Scaling AppSec at Netflix with Cosmos Microservices

Felipe Hlibco

May 27, 2022

Netflix launches new microservices daily. Not weekly. Daily.

When your architecture is thousands of services deep and growing at that pace, you can’t secure it with manual reviews and quarterly audits. You just can’t. The only viable strategy is automation plus queryable data, and Netflix’s engineering team has written openly about how they’ve built exactly that.

Their Scaling AppSec blog post lays out an approach that I think any engineering leader running a microservices architecture should study — not to copy Netflix’s specific tooling, but to understand the organizational model behind it.

Cosmos: The Platform That Makes It Possible #

Netflix’s Cosmos platform has been in production since 2019, with roughly 40 services by 2021. It combines microservices, asynchronous workflows, and serverless functions with built-in observability.

The important part for security? Cosmos gives the AppSec team a consistent surface to work with.

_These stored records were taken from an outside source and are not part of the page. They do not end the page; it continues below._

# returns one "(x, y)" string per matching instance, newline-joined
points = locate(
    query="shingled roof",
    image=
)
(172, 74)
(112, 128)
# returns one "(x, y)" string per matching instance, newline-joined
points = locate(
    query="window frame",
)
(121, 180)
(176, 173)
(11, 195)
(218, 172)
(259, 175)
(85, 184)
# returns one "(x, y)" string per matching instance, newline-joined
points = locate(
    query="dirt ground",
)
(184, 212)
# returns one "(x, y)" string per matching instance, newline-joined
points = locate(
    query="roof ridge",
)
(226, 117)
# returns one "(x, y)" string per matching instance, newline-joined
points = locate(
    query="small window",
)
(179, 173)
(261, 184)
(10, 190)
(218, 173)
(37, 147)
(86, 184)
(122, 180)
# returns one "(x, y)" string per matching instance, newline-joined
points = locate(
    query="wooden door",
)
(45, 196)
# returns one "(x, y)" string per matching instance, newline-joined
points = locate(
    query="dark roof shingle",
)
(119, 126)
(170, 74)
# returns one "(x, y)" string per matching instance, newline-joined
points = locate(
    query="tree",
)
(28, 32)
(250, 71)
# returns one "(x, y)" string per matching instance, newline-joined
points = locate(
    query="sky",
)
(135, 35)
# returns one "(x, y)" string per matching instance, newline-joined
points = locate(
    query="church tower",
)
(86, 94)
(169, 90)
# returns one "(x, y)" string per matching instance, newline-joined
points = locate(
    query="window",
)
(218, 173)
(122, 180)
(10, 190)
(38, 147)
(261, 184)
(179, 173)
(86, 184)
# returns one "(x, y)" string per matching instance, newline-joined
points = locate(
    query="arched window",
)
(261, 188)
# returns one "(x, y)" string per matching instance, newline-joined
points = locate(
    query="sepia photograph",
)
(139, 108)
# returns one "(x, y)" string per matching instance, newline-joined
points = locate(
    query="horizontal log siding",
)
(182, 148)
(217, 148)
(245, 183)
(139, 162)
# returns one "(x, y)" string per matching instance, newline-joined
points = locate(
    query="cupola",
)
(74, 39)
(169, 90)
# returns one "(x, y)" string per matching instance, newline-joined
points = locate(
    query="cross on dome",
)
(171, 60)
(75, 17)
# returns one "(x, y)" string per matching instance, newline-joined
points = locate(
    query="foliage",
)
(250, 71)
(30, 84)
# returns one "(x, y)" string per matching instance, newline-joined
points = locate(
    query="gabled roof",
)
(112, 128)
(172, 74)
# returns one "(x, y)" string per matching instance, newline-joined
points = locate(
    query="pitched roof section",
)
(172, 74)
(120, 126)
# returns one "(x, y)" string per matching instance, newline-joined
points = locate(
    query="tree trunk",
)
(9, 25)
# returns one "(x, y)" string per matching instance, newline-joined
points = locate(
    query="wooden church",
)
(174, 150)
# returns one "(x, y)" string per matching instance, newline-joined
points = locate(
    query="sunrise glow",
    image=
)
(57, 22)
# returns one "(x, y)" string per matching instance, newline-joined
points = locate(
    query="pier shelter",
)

When every service is built on the same platform, security controls can be baked into the platform itself rather than bolted onto each service individually. Secure defaults, standard authentication patterns, consistent logging — these become platform features rather than per-team responsibilities.

This is the “Secure by Default” pillar in Netflix’s framework, and it’s the one I find most transferable to other organizations. If your platform handles auth, secret management, and input validation correctly out of the box, individual teams don’t need to reinvent those wheels (or get them wrong).

Organization as Architecture #

Netflix structures their AppSec function into two tracks: Partnerships and Engineering.

The Partnerships team provides strategic security guidance to product teams; they’re embedded advisors, not gatekeepers. The Engineering team builds the automation and tooling that scales security beyond what human reviewers can cover.

This split reflects Netflix’s broader “Context not Control” culture. They don’t have a security team that approves or blocks deployments. They have a security team that builds guardrails and provides context so that product teams can make good decisions autonomously.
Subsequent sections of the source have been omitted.